This isn’t another work from home article.
States and counties across the nation are ordering residents to “shelter in place” or “stay at home” in an effort to stifle the spread of COVID-19. How did it get this bad?
Blame social distancing.
I’ll admit, prior to the madness of COVID-19, I hadn’t heard of the term “social distancing.” It only entered my orbit when my husband informed me that his office was preparing to social distance. From my vantagepoint on my marketing high-horse, I found the unfamiliar term laughable. Chalking up the now ubiquitous words as internal communication jargon at its worst. When in reality, it had come from public health officials, not an overzealous communicator.
When Buzzwords Fail
Social distancing as a term was doomed to fail from day one. It was never specific or familiar enough to galvanize change to protect our society.
Now that time has elapsed and the virus has spread, many leaders have shifted to using the term “physical distancing” to clarify their orders. Unfortunately, it’s too little, too late. We’re already seeing the effects of poor communication, but that doesn’t mean we can’t find a silver lining.
What Does It All Mean for B2B Tech Companies?
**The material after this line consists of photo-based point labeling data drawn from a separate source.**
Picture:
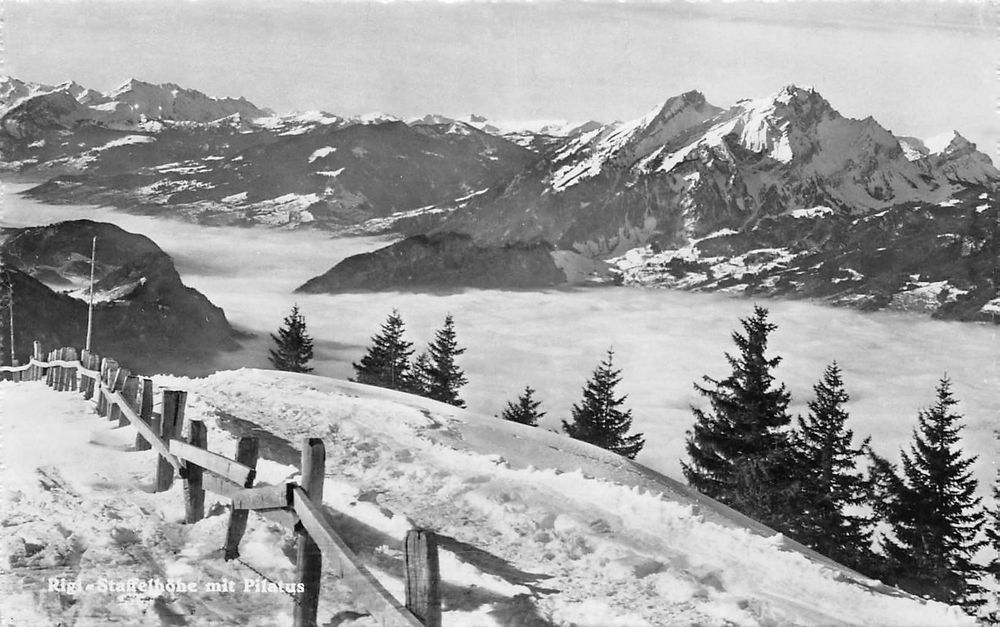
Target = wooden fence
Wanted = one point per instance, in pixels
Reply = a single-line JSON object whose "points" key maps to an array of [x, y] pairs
{"points": [[128, 399]]}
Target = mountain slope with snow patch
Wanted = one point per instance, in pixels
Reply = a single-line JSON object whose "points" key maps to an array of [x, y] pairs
{"points": [[536, 528]]}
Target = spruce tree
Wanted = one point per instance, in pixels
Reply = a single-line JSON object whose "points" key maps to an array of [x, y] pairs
{"points": [[934, 513], [525, 410], [993, 537], [419, 377], [294, 346], [740, 452], [387, 362], [443, 376], [598, 419], [830, 484]]}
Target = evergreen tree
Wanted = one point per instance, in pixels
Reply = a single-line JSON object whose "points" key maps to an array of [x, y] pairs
{"points": [[294, 346], [740, 452], [443, 376], [993, 536], [525, 410], [933, 511], [419, 378], [598, 419], [829, 483], [387, 362]]}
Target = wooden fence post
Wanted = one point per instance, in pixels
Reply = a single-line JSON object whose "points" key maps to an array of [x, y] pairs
{"points": [[145, 413], [246, 454], [102, 398], [61, 379], [50, 371], [116, 378], [309, 560], [194, 494], [88, 385], [95, 384], [130, 390], [71, 372], [36, 353], [423, 577], [171, 422], [85, 363]]}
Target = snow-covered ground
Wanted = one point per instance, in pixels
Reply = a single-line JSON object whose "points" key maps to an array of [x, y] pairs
{"points": [[537, 529]]}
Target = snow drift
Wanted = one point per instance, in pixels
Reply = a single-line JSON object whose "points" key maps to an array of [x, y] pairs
{"points": [[537, 529]]}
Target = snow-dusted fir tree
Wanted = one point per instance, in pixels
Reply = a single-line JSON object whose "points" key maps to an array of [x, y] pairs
{"points": [[740, 451], [525, 410], [830, 485], [443, 376], [934, 513], [993, 536], [293, 345], [599, 419], [387, 362], [419, 378]]}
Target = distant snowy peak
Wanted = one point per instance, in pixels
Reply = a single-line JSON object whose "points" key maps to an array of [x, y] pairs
{"points": [[510, 129], [601, 149], [959, 160], [133, 106], [168, 101]]}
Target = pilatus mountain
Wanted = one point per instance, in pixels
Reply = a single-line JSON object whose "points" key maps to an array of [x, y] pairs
{"points": [[779, 195]]}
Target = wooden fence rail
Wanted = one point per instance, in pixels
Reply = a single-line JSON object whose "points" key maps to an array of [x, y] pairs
{"points": [[128, 399]]}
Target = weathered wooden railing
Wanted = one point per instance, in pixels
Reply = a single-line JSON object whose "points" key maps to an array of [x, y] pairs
{"points": [[128, 399]]}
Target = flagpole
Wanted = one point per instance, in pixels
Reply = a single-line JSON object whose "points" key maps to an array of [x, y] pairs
{"points": [[90, 308]]}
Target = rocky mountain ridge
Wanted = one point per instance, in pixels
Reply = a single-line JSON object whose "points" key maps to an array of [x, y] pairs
{"points": [[144, 315], [643, 193]]}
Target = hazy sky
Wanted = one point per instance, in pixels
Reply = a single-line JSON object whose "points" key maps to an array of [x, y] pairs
{"points": [[920, 69]]}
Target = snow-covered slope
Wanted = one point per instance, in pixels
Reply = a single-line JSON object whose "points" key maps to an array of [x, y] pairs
{"points": [[536, 529], [128, 107], [687, 169]]}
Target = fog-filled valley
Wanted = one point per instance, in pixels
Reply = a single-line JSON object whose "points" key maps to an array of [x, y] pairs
{"points": [[553, 339]]}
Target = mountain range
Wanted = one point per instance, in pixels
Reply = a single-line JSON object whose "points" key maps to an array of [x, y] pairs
{"points": [[144, 315], [750, 199]]}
For B2B tech companies, the lessons of social distancing come at the perfect time. In a community overrun by buzzwords like artificial intelligence and Internet of Things, marketing copy is making our customers’ and prospects’ eyes glaze over–and keeping businesses from reaching their full potentials.
Well-meaning people write content stuffed with buzzwords because it is perceived as how technology companies communicate. Often citing that customers “want to see the words artificial intelligence.” And maybe a little of that is true, but even more, they want to know what difference your product or service will make on their businesses.
Take for example this actual website banner copy (company name removed):
“Delivering Customer-Focused Results Through Technology Innovation
[Company] is a leading communications solutions provider focused on identifying the specialized needs of our customers to deliver advanced technology solutions that produce positive business outcomes.”
There are 32 words on that banner, but the content says almost nothing. What are the results? And, what technology do they even deliver?
As a customer, if you landed on this website, what would you do? Would it excite you to learn more or make you feel at ease that you found a competent company to help? Probably not. You would be among the visitors that contribute to their high bounce rate.
Similarly to the ineffective term “social distancing ,” the company hasn’t supplied the language necessary to move people through the desired actions. In this case, it would be to continue further into the website and sales funnel.
Save Your Marketing Copy Before It’s Too Late
What would have happened if our leaders communicated the concept of social distancing in a manner that was specific and actionable—would we be in a different situation? Perhaps. But now all we can do is make the best of a bad situation. And that applies to B2B marketing as well.
Many companies are having to revisit 2020 marketing plans to eliminate in-person events and shift budgets. As those conversations are underway, content is one area that deserves investment and course correction before it’s too late.
To help guide you, begin with these tips:
- Don’t rely on technical terms because it doesn’t always translate to broader audiences.
- If you need to use a buzzword, be sure to expand on exactly what the term means in practice (show, don’t tell).
- Even if everyone else is using the term, you don’t have to be the next “me too.” Someone had to be the first person to use the phrase “physical distancing.” It wasn’t just another buzzword, but instead, it was an improvement on the status quo.
Perspective is everything. Maybe you already knew that you shouldn’t be using buzzwords or you had planned on creating marketing content specific to your various audiences. Thanks to social distancing you now know the importance of acting on those thoughts and plans as you witness the effects of vague language all from the comfort of your own home.